Design a User Profile and Authentication Schema

Every system is just entities and relationships. Before you think about scale, think about what you're storing and why.

🌱 NoviceScenario

Requirements

Overview

Design the backend data model for a user accounts system that supports both email/password registration and OAuth-based sign-in (e.g., "Sign in with Google"). The system must support a single user account that can be accessed via multiple authentication methods.

Functional Requirements

  • Users can register and sign in with an email address and password
    • Passwords must never be stored in plaintext
  • Users can sign in via OAuth providers (e.g., Google, GitHub)
    • A single user account can link multiple auth methods
    • The same OAuth identity cannot be linked to more than one user account
  • Each user has a profile: display name, bio, and optional avatar URL
  • The system tracks active login sessions
    • Sessions expire after a fixed duration
    • A user can invalidate all active sessions at once (log out everywhere)

What you should design

  • The database schema for user identity and profile data
  • The schema for authentication credentials (email/password and OAuth)
  • The schema for session management
  • Key constraints and any security-relevant schema decisions worth calling out

How to Approach This

The Core Insight

Most candidates model a "User" as one big table with a password_hash column and maybe a google_id column bolted on. That design works until a user wants to link a second auth method — at which point you're adding more nullable columns for every new provider.

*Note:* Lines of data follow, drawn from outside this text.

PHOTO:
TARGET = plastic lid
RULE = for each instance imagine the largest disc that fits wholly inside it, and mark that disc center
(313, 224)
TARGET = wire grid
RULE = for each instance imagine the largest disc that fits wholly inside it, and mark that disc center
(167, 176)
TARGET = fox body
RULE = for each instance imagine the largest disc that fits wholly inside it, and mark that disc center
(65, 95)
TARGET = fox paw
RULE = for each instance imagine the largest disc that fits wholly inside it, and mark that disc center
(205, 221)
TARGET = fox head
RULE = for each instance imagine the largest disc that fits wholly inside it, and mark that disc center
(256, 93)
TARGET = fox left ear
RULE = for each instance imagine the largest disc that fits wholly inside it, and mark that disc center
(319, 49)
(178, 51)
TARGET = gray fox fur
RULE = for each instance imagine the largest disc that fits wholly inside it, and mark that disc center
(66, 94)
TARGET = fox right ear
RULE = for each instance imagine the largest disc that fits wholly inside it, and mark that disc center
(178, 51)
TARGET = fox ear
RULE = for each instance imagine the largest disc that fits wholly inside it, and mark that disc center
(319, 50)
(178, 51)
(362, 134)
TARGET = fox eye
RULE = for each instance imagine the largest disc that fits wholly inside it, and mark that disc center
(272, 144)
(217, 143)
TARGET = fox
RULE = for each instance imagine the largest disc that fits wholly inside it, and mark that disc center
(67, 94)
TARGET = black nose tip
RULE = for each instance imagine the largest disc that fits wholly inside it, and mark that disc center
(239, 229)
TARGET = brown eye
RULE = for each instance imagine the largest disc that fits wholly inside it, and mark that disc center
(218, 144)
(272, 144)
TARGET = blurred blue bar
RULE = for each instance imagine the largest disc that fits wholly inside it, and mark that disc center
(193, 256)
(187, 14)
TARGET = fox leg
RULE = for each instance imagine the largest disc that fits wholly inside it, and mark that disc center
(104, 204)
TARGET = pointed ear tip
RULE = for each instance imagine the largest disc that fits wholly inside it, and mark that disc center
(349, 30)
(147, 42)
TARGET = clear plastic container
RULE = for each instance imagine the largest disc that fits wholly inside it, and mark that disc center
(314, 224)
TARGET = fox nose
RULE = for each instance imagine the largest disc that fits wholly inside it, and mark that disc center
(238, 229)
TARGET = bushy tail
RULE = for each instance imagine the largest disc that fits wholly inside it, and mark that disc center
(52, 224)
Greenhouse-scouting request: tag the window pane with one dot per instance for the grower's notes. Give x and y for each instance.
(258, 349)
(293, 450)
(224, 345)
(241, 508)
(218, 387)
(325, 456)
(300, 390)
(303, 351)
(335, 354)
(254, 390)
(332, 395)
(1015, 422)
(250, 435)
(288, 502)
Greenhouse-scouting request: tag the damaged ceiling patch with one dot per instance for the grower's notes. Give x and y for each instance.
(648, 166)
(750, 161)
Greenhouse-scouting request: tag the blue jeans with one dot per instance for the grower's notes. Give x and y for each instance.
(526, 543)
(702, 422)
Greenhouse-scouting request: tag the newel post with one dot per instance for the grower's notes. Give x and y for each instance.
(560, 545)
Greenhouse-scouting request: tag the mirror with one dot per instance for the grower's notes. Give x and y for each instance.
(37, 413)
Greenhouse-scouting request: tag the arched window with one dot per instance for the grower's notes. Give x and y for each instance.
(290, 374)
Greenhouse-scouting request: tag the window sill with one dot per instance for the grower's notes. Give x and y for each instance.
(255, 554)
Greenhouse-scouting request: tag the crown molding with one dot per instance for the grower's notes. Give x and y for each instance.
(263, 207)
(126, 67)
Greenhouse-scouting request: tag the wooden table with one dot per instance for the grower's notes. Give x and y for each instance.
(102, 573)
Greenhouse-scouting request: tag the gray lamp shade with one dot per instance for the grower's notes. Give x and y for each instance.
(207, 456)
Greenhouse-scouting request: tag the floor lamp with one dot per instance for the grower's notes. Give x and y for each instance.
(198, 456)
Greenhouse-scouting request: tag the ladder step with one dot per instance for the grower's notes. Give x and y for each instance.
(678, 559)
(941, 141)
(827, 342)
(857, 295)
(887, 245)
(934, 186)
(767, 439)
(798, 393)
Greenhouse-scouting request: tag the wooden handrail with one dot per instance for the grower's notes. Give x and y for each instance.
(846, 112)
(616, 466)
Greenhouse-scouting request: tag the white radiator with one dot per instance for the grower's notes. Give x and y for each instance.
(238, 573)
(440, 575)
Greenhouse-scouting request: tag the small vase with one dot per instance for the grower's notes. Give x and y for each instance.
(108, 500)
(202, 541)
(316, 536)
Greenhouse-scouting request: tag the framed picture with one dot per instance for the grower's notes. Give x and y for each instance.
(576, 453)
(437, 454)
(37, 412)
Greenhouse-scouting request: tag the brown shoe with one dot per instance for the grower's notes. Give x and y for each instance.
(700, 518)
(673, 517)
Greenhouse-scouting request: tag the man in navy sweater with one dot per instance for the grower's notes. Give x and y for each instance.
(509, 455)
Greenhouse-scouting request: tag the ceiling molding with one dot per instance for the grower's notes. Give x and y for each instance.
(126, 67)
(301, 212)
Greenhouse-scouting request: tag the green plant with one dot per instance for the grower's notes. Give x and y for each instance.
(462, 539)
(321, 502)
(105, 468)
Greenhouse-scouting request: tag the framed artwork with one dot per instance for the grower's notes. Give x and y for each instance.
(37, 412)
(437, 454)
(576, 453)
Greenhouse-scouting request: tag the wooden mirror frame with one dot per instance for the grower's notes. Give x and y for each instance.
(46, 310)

The real insight is that identity and authentication are separate concerns. A user record says who you are. An authentication credential says how you prove it. They change for different reasons and at different times: your display name changes when you update your profile; your credentials change when you reset your password or add Google Sign-In. Conflating them into one table treats two independent concepts as one.

The Mental Model

Think of a hotel check-in desk.

When you arrive, the front desk creates a guest record — your name, loyalty number, room preferences. That record is who you are to the hotel. Then separately, they hand you a key card. The key card is a credential: it proves you're authorized to access room 412. If you lose it, they deactivate it and issue a new one without touching your guest record.

Now imagine you have a corporate card on file. The front desk can also look you up by swiping that card — it maps to the same guest record. You're still the same guest. There are just two ways to prove it's you. And critically: the same corporate card cannot be registered to two different guests. One card, one guest.

That's your schema: a users table (the guest registry), an auth_credentials table (the key cards — one row per authentication method per user), and a sessions table (the active cards currently checked out).

This is the principle from the Data Modeling guide: things that change at different rates and for different reasons belong in different tables. Profile data, auth methods, and active sessions all have independent lifecycles.

How to Decompose This in an Interview

Before drawing anything, ask yourself:

  1. What is a "user" in this system? — Is it the person, or the set of ways they can log in? These should be different things.
  2. What happens when someone adds a second auth method? — If your schema requires adding a new column per provider, the model is wrong.
  3. What does "log out everywhere" touch? — The answer tells you whether sessions belong as a column on users or as their own table.

Building the Design

Step 1: Identify the Core Entities

Think of the database as a set of filing cabinets, one per kind of thing. Before connecting anything, decide what drawers you need.

The test from the Data Modeling guide: would you ever need to look this up independently, or update it without touching the others? You'd update a display name without touching credentials. You'd expire a session without touching either. These are different drawers.

The entities:

  • User — the person. Stores identity and profile data: email, display name, bio, avatar. This is the anchor everything else points to.
  • AuthCredential — one row per authentication method per user. Stores the proof: a password hash for email login, or an OAuth provider ID for Google/GitHub. Multiple rows per user.
  • Session — one active login. Created on authentication, destroyed on logout or expiry.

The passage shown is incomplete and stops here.